Cuando en su día leí el articulo lamenté que una lectora inteligente como Freixas confundiera la descripción de unos hechos inventados o imaginados con la justificación moral de ellos. Mi perplejidad es paralela a la que expresa el autor, que supone que la crítica se refiere nada más y nada menos que a la ausencia de una reprobación de ese abominable hecho en la novela misma. ¿Y por qué habría de producirse? La Iglesia católica redactó en su día un índice de libros prohibidos y Menéndez Pelayo narró la historia de los heterodoxos. A ambas obras les debo gran parte de mi formación autodidacta pues me descubrieron los autores cuya existencia pretendieron hurtarme en nombre de la corrección social, política o espiritual.
Luque parece incómodo al debatir sobre una cuestión que afecta a la autonomía moral de los artistas y de su obra, pero se muestra indulgente cuando da una respuesta casi moralizante a la pregunta de qué hacer con Lolita.
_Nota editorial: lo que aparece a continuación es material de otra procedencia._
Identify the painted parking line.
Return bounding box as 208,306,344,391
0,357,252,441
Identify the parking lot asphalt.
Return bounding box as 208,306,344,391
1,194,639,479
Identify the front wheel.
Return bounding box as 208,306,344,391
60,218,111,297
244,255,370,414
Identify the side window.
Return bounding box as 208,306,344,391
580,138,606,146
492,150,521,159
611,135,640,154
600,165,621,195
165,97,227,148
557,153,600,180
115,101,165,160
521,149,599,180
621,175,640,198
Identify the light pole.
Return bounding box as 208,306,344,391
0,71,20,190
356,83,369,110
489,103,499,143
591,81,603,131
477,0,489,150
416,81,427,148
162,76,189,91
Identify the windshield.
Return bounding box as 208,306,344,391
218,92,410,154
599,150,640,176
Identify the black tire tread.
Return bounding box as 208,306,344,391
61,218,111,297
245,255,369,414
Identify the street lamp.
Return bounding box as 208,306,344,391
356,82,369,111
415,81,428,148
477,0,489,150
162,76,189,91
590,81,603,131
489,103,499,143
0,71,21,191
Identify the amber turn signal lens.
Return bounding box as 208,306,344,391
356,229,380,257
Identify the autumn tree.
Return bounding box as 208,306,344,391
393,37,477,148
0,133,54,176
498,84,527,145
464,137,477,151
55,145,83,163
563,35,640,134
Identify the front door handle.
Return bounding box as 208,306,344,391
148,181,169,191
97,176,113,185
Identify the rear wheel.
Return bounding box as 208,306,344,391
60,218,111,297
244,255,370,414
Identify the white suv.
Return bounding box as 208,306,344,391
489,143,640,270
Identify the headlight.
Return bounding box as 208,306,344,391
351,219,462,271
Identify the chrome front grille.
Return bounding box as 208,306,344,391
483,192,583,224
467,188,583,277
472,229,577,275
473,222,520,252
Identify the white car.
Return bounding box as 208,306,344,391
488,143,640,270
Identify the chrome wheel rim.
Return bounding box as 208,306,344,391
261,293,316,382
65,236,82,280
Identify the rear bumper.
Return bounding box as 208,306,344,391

Propone usar el libro de Nabokov “como una voz de alerta”, aunque no sabemos quién ni a quiénes debe darse. Es de agradecer, en cualquier caso, que se adentre en la intrigante investigación de la libertad del arte, que Baudelaire juzgaba pareja a la de la prostitución. El autor de Las flores del mal definió la belleza como “un monstruo enorme, horroroso e ingenuo”. Si acabáramos con los libros y las obras plásticas que reproducen la inmundicia y la indignidad, las bajas pasiones de la condición humana, Shakespeare y Cervantes, Picasso y Goya, no formarían parte del canon. Tampoco Griffith en lo que respecta al cinematógrafo.
Filósofo del derecho, Luque hace sobre cuestiones como esta las preguntas acertadas, pero se guarda muchas respuestas, escudándose en la ambigüedad de los conceptos y la complejidad de los hechos. El libro carece además de unidad en el discurso, como si estuviera compuesto a base de diversos ensayos en torno a los cuales se ha pretendido hilar un argumento no siempre coherente. Sus limitados análisis sobre las fake news y la libertad de expresión, en los que nuevamente merodea en torno a un artículo de EL PAÍS, esta vez de Francisco Rico en defensa del tabaco, son menos brillantes que sus observaciones sobre Iris Murdoch. En ellas sobresale una cita de la autora de El mar, el mar: “El arte y la moral son una y sola misma cosa: el amor”. Y contra la creencia común el amor es, como el arte, el descubrimiento de la realidad.